Housejoy
- Website type: Private
- Founded: 2014
- Headquarters: Bengaluru, Karnataka, India
- Area served: India
- CEO: Sanchit Gaurav
- Industry: Internet
- Website: www.housejoy.in

= Housejoy =

Housejoy is an Indian, Bengaluru-headquartered company that markets home construction, renovation, interior design, painting, maintenance, at-home beauty & salon services known as Zalon, packers & movers, home delivery of essential items known as Housejoymart, fumigation & sanitization service for homes and offices to mobile health checkup camps for general health & COVID testing known as Housejoycare.

== Controversy ==

In 2015, an article in Tech in Asia said that although the brand had been growing at a fast pace, it had difficulty in ensuring quality of services because of the highly unorganized services sector in India, wherein training of service providers had not been standardized.
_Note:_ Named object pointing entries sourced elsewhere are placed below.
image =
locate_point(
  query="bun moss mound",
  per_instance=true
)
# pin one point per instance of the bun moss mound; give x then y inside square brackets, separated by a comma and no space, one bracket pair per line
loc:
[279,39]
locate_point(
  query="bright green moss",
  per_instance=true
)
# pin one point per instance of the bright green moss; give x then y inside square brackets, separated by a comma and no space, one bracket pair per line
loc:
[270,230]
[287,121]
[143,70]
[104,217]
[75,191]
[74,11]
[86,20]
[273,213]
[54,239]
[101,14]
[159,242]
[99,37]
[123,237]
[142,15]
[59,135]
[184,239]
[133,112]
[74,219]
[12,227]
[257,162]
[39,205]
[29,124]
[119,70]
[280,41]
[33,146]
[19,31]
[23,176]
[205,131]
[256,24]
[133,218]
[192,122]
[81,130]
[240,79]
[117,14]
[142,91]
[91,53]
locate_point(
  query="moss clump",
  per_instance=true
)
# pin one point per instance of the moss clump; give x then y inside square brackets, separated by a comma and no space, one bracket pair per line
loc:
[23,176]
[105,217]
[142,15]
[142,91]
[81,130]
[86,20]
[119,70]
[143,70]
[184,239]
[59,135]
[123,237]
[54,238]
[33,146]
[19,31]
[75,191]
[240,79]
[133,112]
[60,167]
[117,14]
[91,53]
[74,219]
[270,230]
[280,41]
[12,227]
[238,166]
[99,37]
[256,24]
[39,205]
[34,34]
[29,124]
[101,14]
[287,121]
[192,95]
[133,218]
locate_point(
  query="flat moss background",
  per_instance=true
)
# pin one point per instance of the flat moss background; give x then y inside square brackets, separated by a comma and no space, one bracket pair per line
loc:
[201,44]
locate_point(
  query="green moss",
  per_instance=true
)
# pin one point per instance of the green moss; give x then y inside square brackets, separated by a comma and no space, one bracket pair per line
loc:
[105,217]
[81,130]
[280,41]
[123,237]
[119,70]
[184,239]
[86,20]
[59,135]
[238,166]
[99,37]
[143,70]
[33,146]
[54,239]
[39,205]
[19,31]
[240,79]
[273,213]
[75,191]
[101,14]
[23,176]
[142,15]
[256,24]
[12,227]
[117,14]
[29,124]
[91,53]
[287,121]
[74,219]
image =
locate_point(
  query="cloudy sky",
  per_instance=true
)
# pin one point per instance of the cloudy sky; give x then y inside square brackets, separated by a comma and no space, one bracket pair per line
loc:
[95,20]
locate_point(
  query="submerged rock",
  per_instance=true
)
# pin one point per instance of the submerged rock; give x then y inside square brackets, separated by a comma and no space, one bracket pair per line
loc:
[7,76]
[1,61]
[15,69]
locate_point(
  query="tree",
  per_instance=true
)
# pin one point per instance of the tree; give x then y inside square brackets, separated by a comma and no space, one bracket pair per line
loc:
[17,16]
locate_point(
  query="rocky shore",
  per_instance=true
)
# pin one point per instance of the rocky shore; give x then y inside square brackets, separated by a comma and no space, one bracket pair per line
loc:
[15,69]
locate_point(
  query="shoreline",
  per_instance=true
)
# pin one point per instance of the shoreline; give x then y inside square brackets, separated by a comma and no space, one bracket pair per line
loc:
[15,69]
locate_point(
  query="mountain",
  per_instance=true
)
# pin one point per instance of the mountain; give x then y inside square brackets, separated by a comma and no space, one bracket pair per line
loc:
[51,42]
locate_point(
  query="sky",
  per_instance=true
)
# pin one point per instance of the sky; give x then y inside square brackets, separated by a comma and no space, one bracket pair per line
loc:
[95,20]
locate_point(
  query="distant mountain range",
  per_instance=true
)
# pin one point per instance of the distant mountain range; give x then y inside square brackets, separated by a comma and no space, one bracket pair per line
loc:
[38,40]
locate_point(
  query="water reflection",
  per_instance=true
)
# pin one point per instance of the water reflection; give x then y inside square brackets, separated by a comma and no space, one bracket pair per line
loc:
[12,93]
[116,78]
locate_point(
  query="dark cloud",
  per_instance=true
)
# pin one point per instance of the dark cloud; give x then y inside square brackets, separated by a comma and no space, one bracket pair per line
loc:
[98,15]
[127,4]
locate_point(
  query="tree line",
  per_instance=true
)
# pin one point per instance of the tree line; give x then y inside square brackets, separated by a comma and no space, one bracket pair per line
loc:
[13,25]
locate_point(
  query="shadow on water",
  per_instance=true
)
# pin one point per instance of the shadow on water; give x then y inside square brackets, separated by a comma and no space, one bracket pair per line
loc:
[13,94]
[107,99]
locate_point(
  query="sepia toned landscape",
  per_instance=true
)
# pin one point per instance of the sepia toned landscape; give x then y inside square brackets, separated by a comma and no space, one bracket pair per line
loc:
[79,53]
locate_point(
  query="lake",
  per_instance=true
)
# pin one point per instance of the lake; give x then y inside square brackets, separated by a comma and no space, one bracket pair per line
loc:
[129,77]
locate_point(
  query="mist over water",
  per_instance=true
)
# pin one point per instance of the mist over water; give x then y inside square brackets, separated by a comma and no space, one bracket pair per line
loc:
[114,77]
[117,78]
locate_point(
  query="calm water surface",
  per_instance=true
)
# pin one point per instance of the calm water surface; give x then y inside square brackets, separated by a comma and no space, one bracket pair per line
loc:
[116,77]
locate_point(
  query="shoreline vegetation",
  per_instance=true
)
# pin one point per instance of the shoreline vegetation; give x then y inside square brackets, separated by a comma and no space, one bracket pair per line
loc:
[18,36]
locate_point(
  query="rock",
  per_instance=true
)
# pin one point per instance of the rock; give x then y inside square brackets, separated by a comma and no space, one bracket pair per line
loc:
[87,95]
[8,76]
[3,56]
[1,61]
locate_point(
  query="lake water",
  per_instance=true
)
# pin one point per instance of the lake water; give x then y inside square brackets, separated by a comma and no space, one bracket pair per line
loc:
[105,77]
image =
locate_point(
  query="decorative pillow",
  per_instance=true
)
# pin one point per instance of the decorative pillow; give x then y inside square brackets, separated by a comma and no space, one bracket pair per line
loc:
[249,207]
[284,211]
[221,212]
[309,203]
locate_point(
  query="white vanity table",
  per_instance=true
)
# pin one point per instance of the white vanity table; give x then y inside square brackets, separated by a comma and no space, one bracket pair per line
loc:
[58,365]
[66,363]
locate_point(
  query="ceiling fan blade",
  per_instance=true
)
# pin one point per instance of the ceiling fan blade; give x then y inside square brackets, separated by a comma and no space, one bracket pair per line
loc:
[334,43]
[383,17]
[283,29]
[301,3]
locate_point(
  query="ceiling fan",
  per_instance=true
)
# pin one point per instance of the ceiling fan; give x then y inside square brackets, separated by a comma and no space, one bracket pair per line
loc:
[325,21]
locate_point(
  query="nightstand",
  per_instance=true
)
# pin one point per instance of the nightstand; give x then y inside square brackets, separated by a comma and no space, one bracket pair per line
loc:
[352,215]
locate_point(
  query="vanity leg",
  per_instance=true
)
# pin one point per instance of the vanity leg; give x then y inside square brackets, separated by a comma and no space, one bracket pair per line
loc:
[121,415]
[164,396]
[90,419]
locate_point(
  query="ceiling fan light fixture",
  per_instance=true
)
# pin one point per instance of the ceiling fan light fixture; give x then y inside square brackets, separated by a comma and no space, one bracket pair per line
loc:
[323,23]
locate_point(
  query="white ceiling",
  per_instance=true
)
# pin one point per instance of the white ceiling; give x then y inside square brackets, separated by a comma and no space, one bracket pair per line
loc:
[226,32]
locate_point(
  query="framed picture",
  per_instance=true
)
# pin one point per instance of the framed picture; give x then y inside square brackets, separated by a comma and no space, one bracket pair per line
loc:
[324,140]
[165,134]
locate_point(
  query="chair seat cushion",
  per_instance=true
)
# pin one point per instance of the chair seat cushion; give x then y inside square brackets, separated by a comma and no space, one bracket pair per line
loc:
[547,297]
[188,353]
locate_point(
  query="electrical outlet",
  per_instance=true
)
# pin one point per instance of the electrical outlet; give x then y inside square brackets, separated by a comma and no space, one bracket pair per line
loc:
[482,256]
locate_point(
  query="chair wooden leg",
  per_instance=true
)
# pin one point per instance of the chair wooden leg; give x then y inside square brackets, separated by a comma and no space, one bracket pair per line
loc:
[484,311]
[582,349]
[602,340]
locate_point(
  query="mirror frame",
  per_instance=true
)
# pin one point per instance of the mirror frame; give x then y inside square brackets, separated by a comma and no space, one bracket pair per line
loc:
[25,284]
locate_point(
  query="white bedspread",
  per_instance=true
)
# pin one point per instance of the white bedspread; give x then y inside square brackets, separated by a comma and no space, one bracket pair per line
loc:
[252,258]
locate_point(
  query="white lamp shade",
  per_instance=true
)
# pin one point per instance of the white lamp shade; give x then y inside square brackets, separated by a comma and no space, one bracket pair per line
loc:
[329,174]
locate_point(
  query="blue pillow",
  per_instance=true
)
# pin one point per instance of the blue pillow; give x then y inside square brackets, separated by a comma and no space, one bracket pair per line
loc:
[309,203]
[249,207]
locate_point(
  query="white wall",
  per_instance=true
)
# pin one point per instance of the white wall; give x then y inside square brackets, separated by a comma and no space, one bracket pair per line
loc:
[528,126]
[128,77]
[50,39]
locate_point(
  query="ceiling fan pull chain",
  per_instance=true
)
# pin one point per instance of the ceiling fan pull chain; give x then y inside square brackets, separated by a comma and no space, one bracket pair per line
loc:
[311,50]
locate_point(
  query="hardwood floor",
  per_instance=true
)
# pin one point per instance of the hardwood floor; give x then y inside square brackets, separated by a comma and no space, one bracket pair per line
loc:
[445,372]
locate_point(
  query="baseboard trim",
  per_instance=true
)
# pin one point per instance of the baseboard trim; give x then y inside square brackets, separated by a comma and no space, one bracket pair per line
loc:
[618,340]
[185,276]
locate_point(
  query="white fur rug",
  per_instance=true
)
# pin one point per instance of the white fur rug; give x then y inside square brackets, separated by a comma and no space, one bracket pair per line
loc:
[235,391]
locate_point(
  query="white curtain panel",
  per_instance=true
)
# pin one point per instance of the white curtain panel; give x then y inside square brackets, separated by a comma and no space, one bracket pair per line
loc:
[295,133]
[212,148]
The brand also faced some problems in its onboarding process of not vetting service providers, which it was sending to customer's homes.

== Funding & Capitalisation ==
Housejoy received $4 million in Series A funding from Matrix Partners in June 2015. It then received another $23 million in Series B funding from Amazon, along with Matrix Partners, Qualcomm Ventures, ruNet, being the other participants in 2015.